Kıssadan eğitim

“Çocuklara ve gençlere daha kalıcı, daha eğlenceli, yaratılışlarına daha uygun bir eğitim vermek mümkün müdür? Çocuklar ve safî zihinleri için en güzel eğitim metodu nedir?’’ sorularıyla yola çıkmak istiyorum. Burada bahsettiğim eğitim; insanlığa hayırlı evlat yetiştirmek üzerine olacaktır. Ancak burada hayırlı, bilinçli, iradeli, akıllı nesiller yetiştirmek için ebeveynlerin de kendilerini, nefislerini, iradelerini eğitmeleri gerektiği ihtiyacı ortaya çıkmaktadır.
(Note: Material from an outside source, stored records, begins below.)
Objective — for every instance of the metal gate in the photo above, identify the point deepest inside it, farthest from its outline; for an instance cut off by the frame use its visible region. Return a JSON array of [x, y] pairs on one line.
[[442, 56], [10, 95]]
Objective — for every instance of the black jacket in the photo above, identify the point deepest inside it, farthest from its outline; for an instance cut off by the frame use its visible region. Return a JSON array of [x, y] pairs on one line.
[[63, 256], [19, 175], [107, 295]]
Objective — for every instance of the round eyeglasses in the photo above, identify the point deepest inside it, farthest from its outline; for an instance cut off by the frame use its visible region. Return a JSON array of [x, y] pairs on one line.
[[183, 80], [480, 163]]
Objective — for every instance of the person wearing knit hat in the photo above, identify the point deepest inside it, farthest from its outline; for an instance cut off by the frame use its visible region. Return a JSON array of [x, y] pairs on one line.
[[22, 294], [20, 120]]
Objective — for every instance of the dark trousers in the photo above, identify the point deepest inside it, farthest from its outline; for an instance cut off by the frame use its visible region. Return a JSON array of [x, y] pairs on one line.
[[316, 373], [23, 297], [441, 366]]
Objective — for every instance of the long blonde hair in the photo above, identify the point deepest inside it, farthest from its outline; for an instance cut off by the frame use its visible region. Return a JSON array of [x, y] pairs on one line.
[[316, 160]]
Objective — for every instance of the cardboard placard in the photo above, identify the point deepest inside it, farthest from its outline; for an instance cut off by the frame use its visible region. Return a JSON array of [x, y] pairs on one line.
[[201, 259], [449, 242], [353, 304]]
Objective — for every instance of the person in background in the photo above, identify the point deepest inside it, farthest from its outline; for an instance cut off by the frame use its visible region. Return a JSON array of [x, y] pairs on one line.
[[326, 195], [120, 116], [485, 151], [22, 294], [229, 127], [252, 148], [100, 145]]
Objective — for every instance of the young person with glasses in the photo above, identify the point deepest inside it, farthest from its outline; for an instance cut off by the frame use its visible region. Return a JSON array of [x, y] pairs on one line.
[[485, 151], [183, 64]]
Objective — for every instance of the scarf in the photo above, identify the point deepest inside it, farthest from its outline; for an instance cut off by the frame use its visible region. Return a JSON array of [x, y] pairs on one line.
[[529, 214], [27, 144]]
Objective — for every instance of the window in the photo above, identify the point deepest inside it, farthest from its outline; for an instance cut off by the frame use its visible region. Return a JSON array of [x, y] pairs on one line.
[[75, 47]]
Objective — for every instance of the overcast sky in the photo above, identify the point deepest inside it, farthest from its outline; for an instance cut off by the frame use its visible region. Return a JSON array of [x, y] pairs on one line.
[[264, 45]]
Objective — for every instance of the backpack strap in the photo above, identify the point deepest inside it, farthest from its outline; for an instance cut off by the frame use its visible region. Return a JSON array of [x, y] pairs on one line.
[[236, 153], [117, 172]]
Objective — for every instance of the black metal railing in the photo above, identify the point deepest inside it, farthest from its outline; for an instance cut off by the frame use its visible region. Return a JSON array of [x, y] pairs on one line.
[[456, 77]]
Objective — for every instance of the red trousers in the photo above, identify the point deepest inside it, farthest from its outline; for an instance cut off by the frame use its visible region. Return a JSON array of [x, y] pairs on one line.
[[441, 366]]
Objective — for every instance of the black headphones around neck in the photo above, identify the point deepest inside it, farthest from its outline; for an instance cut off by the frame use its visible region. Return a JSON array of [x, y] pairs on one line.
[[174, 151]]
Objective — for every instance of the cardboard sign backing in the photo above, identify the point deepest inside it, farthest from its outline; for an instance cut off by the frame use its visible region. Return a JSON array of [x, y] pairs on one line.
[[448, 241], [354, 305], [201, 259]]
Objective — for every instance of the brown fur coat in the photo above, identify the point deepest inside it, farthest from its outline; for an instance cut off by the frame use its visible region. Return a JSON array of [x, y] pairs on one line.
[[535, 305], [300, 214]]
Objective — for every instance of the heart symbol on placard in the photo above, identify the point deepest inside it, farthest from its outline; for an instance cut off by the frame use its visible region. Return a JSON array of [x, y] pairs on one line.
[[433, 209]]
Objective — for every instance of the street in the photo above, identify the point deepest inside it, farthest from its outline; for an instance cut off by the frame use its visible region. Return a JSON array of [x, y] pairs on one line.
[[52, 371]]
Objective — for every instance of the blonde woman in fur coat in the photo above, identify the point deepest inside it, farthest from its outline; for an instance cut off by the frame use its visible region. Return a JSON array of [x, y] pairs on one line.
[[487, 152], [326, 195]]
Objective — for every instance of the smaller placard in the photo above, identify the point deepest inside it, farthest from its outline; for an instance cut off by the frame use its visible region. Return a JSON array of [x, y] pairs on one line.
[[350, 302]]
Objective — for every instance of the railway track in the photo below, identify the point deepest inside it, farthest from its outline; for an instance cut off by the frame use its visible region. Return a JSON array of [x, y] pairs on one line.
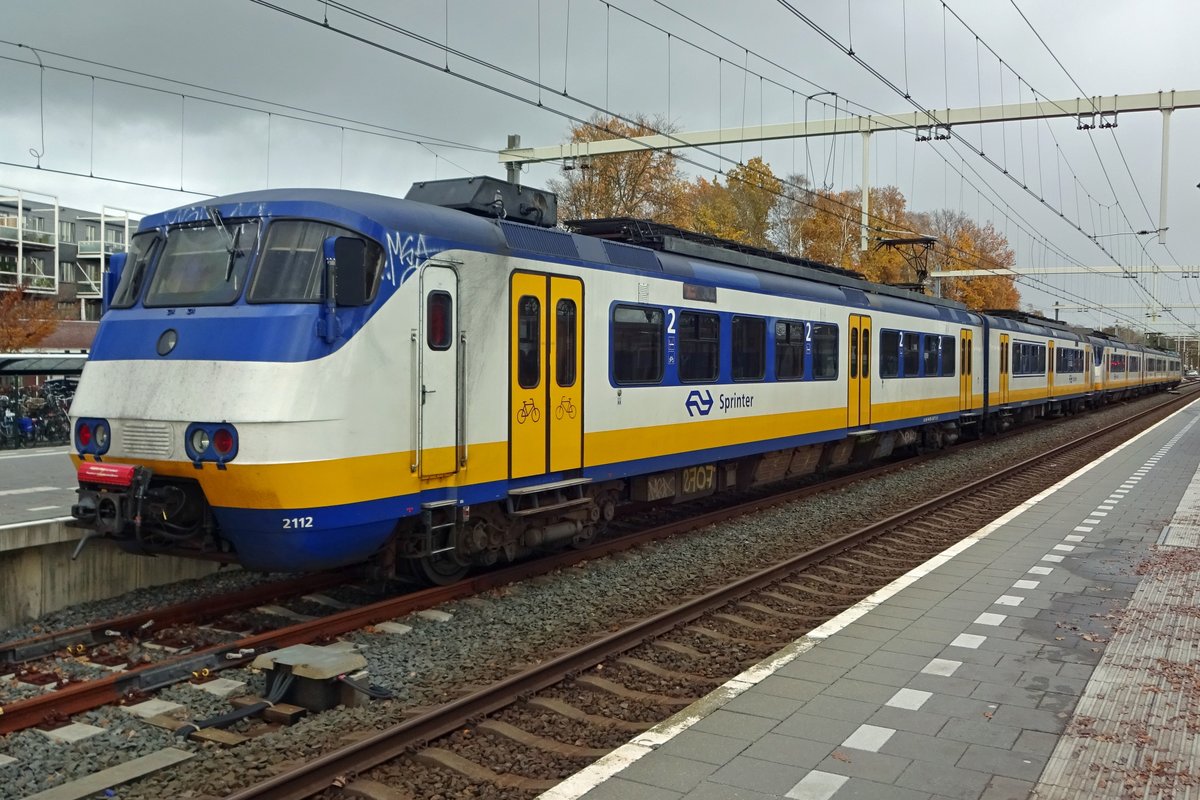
[[523, 733]]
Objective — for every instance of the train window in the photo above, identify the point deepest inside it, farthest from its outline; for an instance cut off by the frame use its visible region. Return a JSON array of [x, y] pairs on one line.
[[853, 353], [825, 353], [947, 355], [636, 344], [889, 354], [439, 320], [789, 350], [749, 348], [564, 342], [292, 266], [203, 265], [528, 342], [929, 355], [142, 250], [699, 346], [911, 353], [867, 353]]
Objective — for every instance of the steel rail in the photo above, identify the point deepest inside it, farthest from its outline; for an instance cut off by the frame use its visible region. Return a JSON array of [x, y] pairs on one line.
[[335, 767]]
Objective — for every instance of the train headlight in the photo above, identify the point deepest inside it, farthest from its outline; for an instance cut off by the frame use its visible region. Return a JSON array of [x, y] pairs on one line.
[[93, 437], [199, 441], [211, 441], [222, 440]]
Müslüman olarak yaşamak sorumluluk ve sürekli öğrenme gerektirir.

Bir mücadelenin içindeyiz. İyi ile kötünün, doğru ile yanlışın karşı karşıya gelişi belki de hiç bu kadar aşikâr olmamıştı. Herkes tarafını seçmek zorunda ki bu da kişinin kendi nefsiyle olan mücadelesini gündeme getiriyor. Her yerden fitneler üzerimize meteor gibi yağarken umudumuzu koruyup, ayakta kalmaya çabalıyoruz. İnancımızdan kaynaklı umudumuz taze. Böylece mücadelemiz için yeni kaleler kurmaya çalışıyoruz. İşte bu âhirzamanda Bediüzzaman Said Nursî’nin de sıklıkla belirttiği gibi, birçok alanda temeli kuran, hayatın ve toplumun merkezinde yer alan, mutluluk kaynağı ve bir sığınak olan aile hayatının önemi ortaya çıkmaktadır.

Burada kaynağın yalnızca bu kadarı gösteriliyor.